Most important examples of practical impacts of our applied research and collaboration

  • Supporting the training of geographical information systems (GIS) experts and institutionalization of GIS expertise and spatial data management at the Department of Forestry and Non-Renewable Natural Resources of Government of Zanzibar and the Department of Geography at the University of Dar es Salaam (since 2003-).

  • Establishment of new Master’s of Science in GIS -curricula at the University of Dar es Salaam in 2015.

  • Upgrading a new GIS lab (HEI-GIS lab) of the Department of Geography of UDSM (opened in 2015).

  • Reviewing and establishing new geospatial and ICT curricula for UDSM, ARU, SUZA and SUA (ongoing cooperation in GEO-ICT project).

  • Supporting the Government of Zanzibar in the establishment of regional and local land use plans using digital open source GIS solutions and landscape character mapping (2014-15).

  • Developing geospatial methods, and participatory mapping and planning tools for the official village land use planning (VLUP) process in cooperation with the National Land Use Planning Commission of Tanzania (2017-18).

  • Developing best practices for coastal and marine spatial planning, especially for the NESAP (North-East Special Area), using geospatial and participatory solutions together with the Department of Urban and Rural Planning of Zanzibar (2016-17).

  • Creating a baseline map and statistics of forest plantations in the region of the Southern Highlands, Tanzania with FAO and Private Forestry Programme (2017)

  • Mapping forest cover loss in Zanzibar in conjunction with the Zanzibar Biomass Survey (2012).

  • Increasing the exposure to use information generated through research at the communities where we have worked and held reflection workshops (since 2003-).

All in all, our long-term cooperation has made more geospatial experts available for public and private sector employment with capacity to solve environmental and societal problems in Tanzania. The location-based solutions which we have developed with practitioners will reach the public at large. When applied in the society, they have a possibility to enhance participation and democratic decision-making through participatory land use planning as well as through for example crowdsourcing-based community initiatives.

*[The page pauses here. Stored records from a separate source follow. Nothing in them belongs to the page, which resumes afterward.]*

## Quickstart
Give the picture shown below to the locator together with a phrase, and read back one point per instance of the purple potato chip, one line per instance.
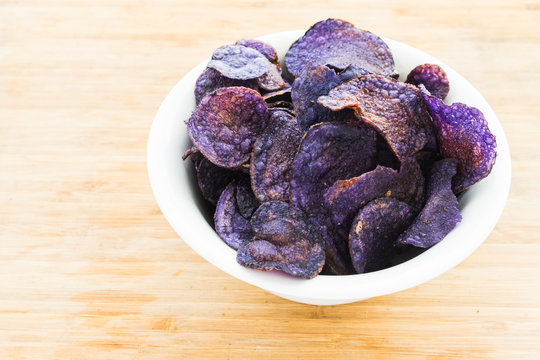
(440, 213)
(352, 71)
(272, 80)
(298, 259)
(239, 62)
(432, 77)
(311, 83)
(272, 156)
(385, 156)
(211, 80)
(337, 261)
(278, 95)
(285, 240)
(425, 159)
(374, 231)
(189, 152)
(463, 134)
(338, 43)
(245, 199)
(396, 110)
(329, 152)
(226, 124)
(345, 197)
(211, 178)
(282, 106)
(267, 50)
(230, 225)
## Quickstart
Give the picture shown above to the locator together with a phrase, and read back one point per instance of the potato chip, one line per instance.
(311, 83)
(226, 124)
(440, 213)
(339, 44)
(329, 152)
(432, 77)
(230, 225)
(211, 80)
(271, 80)
(239, 62)
(463, 134)
(245, 198)
(396, 110)
(278, 95)
(374, 231)
(273, 154)
(345, 197)
(286, 240)
(267, 50)
(211, 178)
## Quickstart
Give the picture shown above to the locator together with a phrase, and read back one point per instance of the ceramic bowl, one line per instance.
(176, 192)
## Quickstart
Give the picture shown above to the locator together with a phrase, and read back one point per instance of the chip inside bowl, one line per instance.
(341, 171)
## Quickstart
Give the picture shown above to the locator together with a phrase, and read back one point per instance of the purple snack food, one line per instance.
(272, 156)
(463, 134)
(271, 80)
(286, 240)
(311, 83)
(374, 231)
(267, 50)
(396, 110)
(440, 213)
(239, 62)
(278, 95)
(226, 124)
(211, 178)
(230, 225)
(338, 43)
(245, 199)
(329, 152)
(345, 197)
(432, 77)
(210, 80)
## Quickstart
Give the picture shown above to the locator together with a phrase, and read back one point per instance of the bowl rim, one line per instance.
(424, 267)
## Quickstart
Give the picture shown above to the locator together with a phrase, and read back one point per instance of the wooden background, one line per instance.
(90, 269)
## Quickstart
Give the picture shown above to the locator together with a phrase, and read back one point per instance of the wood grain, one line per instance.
(90, 269)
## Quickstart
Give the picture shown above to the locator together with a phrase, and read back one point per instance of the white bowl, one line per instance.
(177, 195)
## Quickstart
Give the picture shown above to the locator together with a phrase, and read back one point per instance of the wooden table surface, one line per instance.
(89, 267)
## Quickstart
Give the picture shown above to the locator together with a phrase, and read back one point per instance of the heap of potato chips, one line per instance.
(333, 165)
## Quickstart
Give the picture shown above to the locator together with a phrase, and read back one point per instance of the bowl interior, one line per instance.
(176, 192)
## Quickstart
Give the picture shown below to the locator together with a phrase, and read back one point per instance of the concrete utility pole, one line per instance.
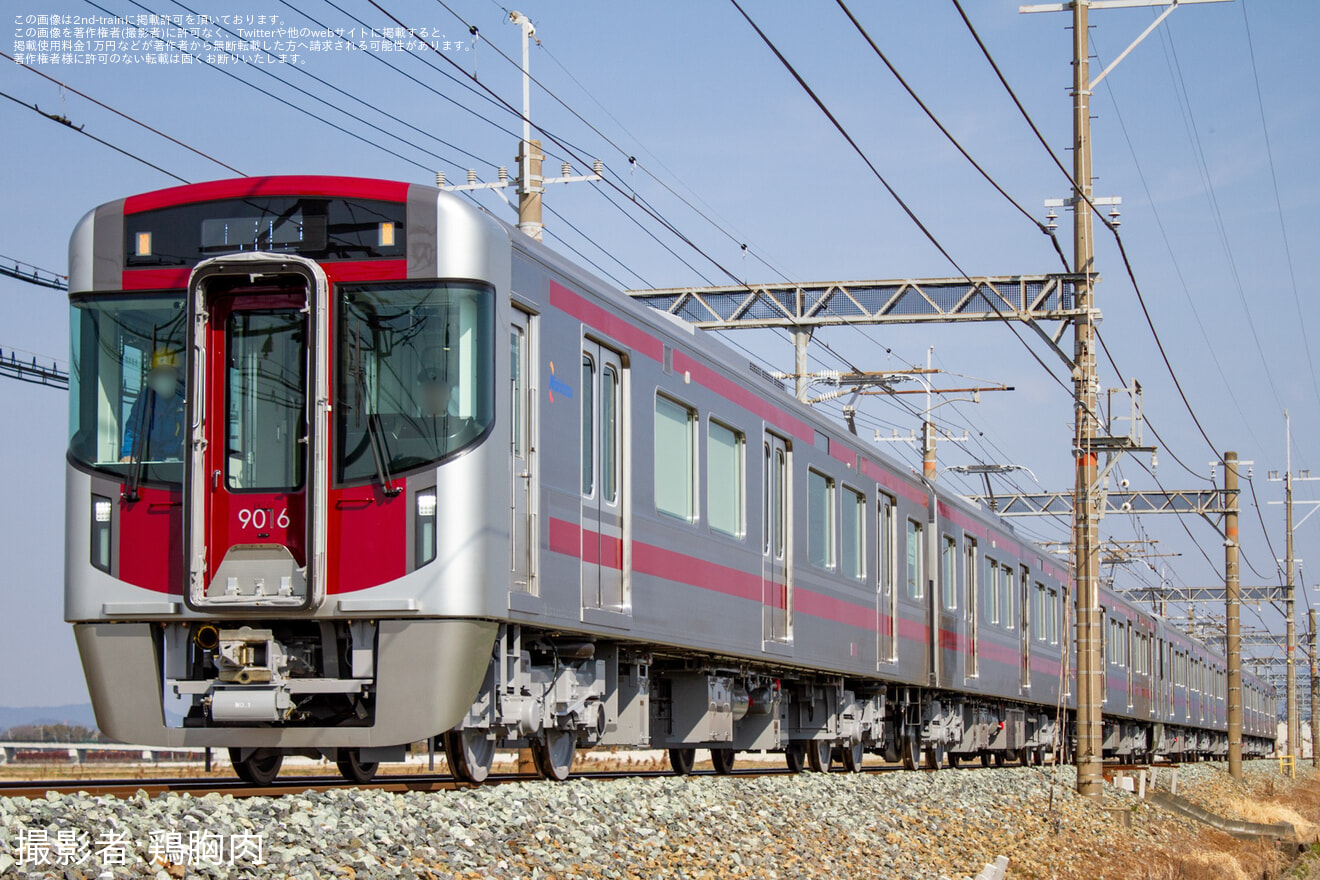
(531, 177)
(1290, 564)
(1290, 615)
(1232, 612)
(1087, 508)
(1315, 695)
(1088, 503)
(529, 156)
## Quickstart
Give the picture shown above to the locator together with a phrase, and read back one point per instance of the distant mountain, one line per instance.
(73, 714)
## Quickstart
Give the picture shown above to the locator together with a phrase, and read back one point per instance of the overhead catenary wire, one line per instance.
(330, 86)
(574, 153)
(1093, 207)
(123, 115)
(949, 136)
(86, 133)
(277, 98)
(1278, 205)
(1216, 214)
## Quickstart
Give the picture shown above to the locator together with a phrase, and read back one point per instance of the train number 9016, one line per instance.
(263, 517)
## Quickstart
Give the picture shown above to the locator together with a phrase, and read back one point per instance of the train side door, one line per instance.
(522, 455)
(1130, 664)
(602, 437)
(776, 541)
(886, 571)
(969, 579)
(1024, 632)
(256, 458)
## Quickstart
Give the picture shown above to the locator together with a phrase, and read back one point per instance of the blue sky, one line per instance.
(691, 91)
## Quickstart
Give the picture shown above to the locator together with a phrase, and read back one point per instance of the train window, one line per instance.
(1055, 614)
(1006, 603)
(993, 595)
(969, 573)
(725, 479)
(416, 368)
(610, 433)
(675, 454)
(886, 560)
(320, 228)
(949, 573)
(116, 409)
(267, 400)
(820, 520)
(588, 434)
(916, 561)
(853, 532)
(1039, 612)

(Image) A group of representatives of various village institutions reviewing the outcomes of a study on the collaboration and challenges in community forest management in their village in Kahama district on mainland Tanzania in 2016. Reflection workshops like these are appreciated by the studied communities as a source of information and reflection. The workshops also provide the researcher local views to diversify the data interpretation and to prioritize the results.